Machine learning with Vineyard on Kubernetes#

In this demonstration, we will build a fraudulent transaction classifier for fraudulent transaction data. The process consists of the following three main steps:

  • prepare-data: Utilize Vineyard to read and store data in a distributed manner.

  • process-data: Employ Mars to process the data across multiple nodes.

  • train-data: Use Pytorch to train the model on the distributed data.
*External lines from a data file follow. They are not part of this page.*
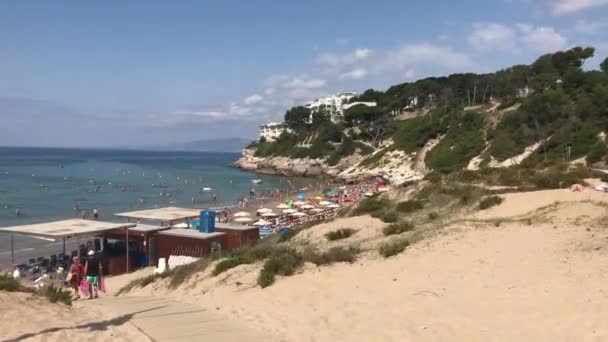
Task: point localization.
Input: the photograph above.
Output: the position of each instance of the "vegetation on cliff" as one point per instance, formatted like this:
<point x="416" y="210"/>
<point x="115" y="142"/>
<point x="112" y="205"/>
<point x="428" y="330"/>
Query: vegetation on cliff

We have three tables: user table, product table, and transaction table. The user and product tables primarily contain user and product IDs, along with their respective Feature vectors. Each record in the transaction table indicates a user purchasing a product, with a Fraud label identifying whether the transaction is fraudulent. Additional features related to these transactions are also stored in the transaction table. You can find the three tables in the dataset repo. Follow the steps below to reproduce the demonstration. First, create a vineyard cluster with 3 worker nodes.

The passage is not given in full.